The theme of Still Life, from Antiquity to the present, primarily involves assembling or presenting objects in compositions that intensify their symbolic meanings. This symbolic dimension of objects was first religious in the Middle Ages (but this category is not recognized by some), then became philosophical, secular and cultural when the genre was developed in 17th century in the Netherlands, in the pomp of the time and the accumulation of decorative objects. At that time, it reflects the abundance and prosperity of this period.
Religious morality was gradually diluted in the evolution of morals, progress and enthusiasm for science, discoveries (especially botanical) from overseas exploration and their scientific illustrations. Artists became reconciled with Nature and objects in themselves, and then the aesthetic preoccupation gradually took over. Nevertheless, the genre has long been considered a minor one.
According to Margit Rowell*, the domestic content of the still life caused the genre to be relegated to the bottom of the ladder, similar to "women's work," mainly because it portrays content and spaces considered to fall within feminine matters, this argument being sufficient for it to be judged unworthy of interest. This gives special meaning to how women artists revisited the genre in the course of history.
Despite these reductive considerations, the still life has remained attractive to artists of all times and movements, probably because it contains specific qualities, such as the highly revealing scope of these objects of a specific time and society, and the relationship that society has with these objects.
"The process of selection is traditionally influenced by the role certain objects play in the context of a given society. Although the objects are relatively generic, as subjects they are not timeless; their choice is dictated by their place, be it passive or aggressive, in a historical and cultural fabric. (…)
These works (like all artworks) do not depict the real or the natural but are cultural signifiers, and the codes by which they operate are not spontaneously invented and reinvented but ideologically determined, not personal to the artist but strategically symbolic of the priorities and desires of a given society at a given time." *
This can be seen quite clearly from the genre's beginnings, when artists worked mainly on orders placed by the bourgeoisie. From the 20th century, the avant-gardes complicated this relationship to the object by distancing themselves from bourgeois values and sponsors, by introducing their own narrative and their personal relationship to objects. It was still a reflection of a social structure, but the place of artists in this structure and thus their viewpoint had changed. Since the still life was not subject to as many aspirations as other more highly valued genres (portraiture, landscape or history painting), it became the perfect tool for contemporary expression of these avant-gardes in search of freedom.

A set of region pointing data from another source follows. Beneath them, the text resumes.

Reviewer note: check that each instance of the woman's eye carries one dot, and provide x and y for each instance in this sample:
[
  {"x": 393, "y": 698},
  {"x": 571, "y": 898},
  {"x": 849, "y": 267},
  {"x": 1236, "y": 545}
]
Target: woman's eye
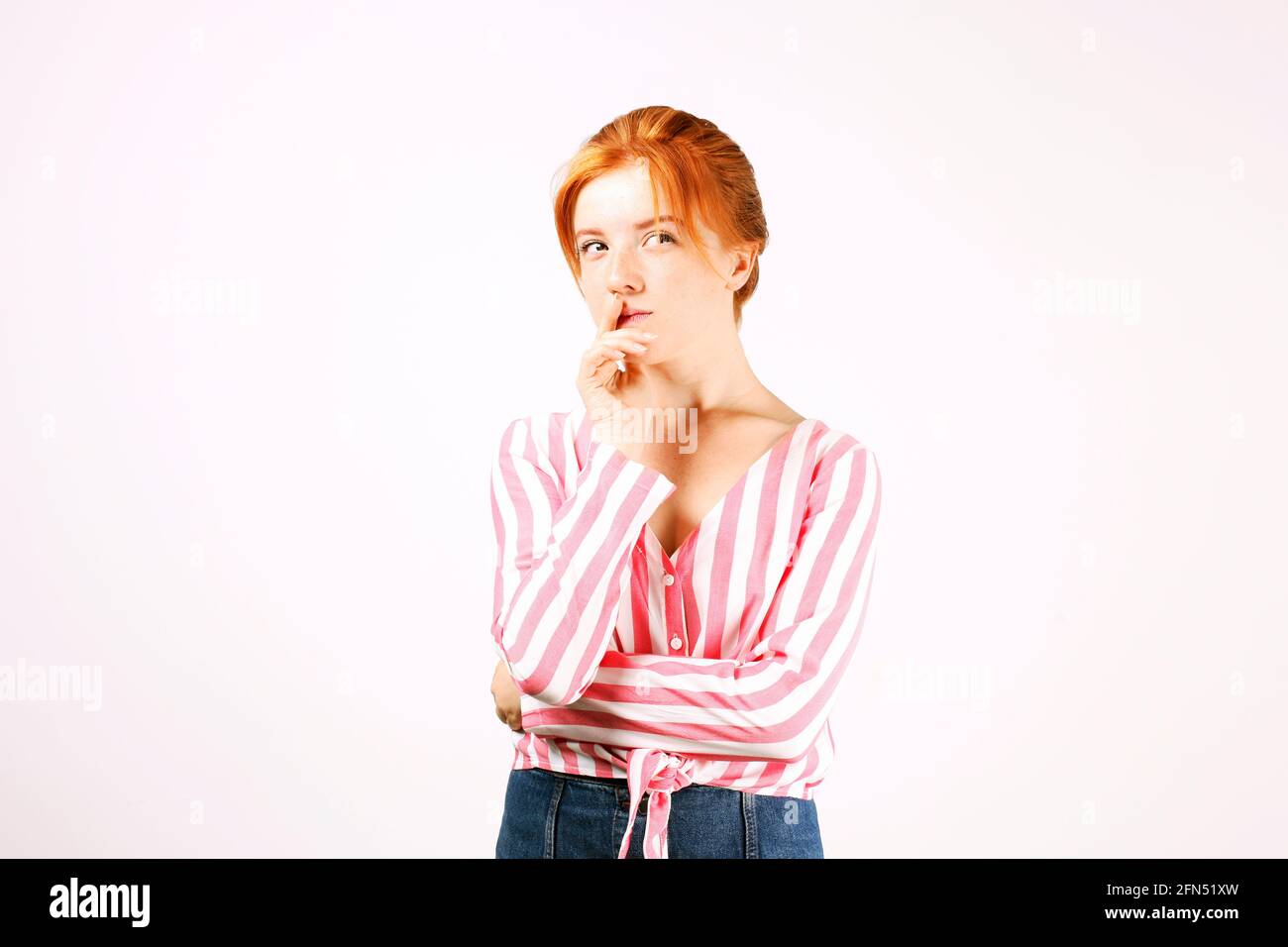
[{"x": 585, "y": 248}]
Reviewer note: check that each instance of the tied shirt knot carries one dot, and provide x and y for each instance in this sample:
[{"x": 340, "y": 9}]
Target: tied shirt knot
[{"x": 660, "y": 774}]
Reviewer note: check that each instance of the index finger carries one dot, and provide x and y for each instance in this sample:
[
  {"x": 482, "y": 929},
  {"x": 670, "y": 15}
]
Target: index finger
[{"x": 608, "y": 318}]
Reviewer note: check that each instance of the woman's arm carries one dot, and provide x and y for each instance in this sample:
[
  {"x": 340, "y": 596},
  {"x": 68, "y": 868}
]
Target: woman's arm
[
  {"x": 774, "y": 702},
  {"x": 562, "y": 561}
]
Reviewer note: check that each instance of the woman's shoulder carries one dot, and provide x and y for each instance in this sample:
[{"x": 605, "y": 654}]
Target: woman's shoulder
[{"x": 550, "y": 433}]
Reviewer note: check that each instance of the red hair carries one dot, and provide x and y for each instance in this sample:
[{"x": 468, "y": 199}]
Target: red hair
[{"x": 700, "y": 171}]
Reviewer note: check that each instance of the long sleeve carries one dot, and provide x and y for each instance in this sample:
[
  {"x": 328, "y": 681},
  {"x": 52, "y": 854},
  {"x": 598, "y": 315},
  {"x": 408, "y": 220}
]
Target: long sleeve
[
  {"x": 773, "y": 702},
  {"x": 562, "y": 556}
]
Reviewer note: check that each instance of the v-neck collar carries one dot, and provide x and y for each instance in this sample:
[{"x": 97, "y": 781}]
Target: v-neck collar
[{"x": 719, "y": 505}]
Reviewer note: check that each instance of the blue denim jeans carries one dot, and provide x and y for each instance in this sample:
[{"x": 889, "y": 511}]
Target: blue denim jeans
[{"x": 553, "y": 814}]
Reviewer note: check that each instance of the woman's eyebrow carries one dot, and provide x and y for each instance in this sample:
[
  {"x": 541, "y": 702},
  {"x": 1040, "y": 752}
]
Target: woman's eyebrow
[{"x": 665, "y": 218}]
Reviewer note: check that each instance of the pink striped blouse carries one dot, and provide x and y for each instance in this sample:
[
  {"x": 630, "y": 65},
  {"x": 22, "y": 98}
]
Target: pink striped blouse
[{"x": 716, "y": 665}]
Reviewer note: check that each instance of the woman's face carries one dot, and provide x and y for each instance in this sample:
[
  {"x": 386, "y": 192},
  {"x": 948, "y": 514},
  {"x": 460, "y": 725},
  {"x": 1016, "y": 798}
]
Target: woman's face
[{"x": 652, "y": 268}]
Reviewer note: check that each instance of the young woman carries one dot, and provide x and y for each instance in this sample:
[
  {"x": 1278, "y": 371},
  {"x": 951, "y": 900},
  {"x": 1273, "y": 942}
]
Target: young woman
[{"x": 674, "y": 613}]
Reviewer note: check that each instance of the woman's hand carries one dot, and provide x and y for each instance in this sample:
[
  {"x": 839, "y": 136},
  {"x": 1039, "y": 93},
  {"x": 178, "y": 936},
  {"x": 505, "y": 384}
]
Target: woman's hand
[
  {"x": 596, "y": 379},
  {"x": 506, "y": 696}
]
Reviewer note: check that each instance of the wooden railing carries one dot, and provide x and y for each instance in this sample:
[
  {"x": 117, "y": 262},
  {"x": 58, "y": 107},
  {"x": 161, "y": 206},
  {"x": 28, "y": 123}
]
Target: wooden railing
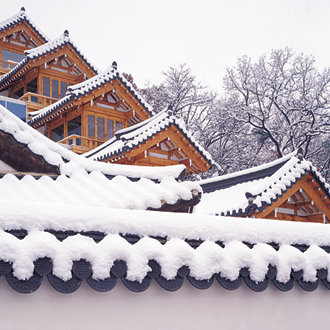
[
  {"x": 84, "y": 143},
  {"x": 7, "y": 65},
  {"x": 37, "y": 98}
]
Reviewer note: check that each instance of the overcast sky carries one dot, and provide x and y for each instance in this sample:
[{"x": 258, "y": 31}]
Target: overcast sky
[{"x": 146, "y": 37}]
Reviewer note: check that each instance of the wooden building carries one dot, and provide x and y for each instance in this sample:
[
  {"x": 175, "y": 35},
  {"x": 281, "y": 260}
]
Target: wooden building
[
  {"x": 289, "y": 188},
  {"x": 43, "y": 75},
  {"x": 72, "y": 103},
  {"x": 106, "y": 111},
  {"x": 158, "y": 141},
  {"x": 18, "y": 34}
]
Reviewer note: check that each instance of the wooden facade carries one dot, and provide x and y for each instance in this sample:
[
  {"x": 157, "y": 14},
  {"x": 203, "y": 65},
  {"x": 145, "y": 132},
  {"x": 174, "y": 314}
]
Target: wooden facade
[
  {"x": 305, "y": 201},
  {"x": 16, "y": 39},
  {"x": 42, "y": 76}
]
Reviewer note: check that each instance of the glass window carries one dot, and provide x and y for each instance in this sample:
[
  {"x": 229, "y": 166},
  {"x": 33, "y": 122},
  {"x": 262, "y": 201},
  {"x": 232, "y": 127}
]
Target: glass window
[
  {"x": 9, "y": 56},
  {"x": 32, "y": 86},
  {"x": 17, "y": 109},
  {"x": 109, "y": 128},
  {"x": 58, "y": 133},
  {"x": 91, "y": 126},
  {"x": 46, "y": 86},
  {"x": 100, "y": 128},
  {"x": 55, "y": 89},
  {"x": 74, "y": 126},
  {"x": 19, "y": 93},
  {"x": 64, "y": 86},
  {"x": 119, "y": 125}
]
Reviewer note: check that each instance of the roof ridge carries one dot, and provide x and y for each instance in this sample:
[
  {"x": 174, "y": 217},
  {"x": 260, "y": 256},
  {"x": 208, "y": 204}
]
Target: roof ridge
[
  {"x": 21, "y": 16},
  {"x": 87, "y": 86}
]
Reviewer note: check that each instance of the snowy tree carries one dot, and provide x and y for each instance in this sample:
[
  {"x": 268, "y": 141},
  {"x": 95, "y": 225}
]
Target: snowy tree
[
  {"x": 189, "y": 98},
  {"x": 285, "y": 102}
]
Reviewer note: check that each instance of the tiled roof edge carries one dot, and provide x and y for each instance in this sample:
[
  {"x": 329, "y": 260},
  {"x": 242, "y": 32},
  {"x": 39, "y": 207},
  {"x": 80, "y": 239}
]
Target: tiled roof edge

"This narrowly circumscribed genre has to this day been locked into a definition (or rather a perception) based on its lowest common denominator, the inanimate commonplace object, and yet, precisely because of this consistent and presumably unadventurous subject matter, the still life has lent itself to all manner of adventurous visual interpretation." *
Since the still life achieved its recognition over the course of history, it seems that precisely its classical and respectable aspect, a reflection of a past time, arouses the interest of artists who can revisit it today carrying the baggage of the 20th century’s formal deconstruction.
While integrating the works of these different periods, however, we never have a feeling that time jumps back and forth. Rather, we feel able to visualize this secular genre and retrace it as a path without discontinuities, as an ideal and natural way of reading the history inside History. A history of objects, but more than anything a history of our relationships with objects and thus the economic, political and aesthetic issues that underpin them.
* Margit Rowell, "Objects of Desire: The Modern Still Life" The Museum of Modern Art, 1997.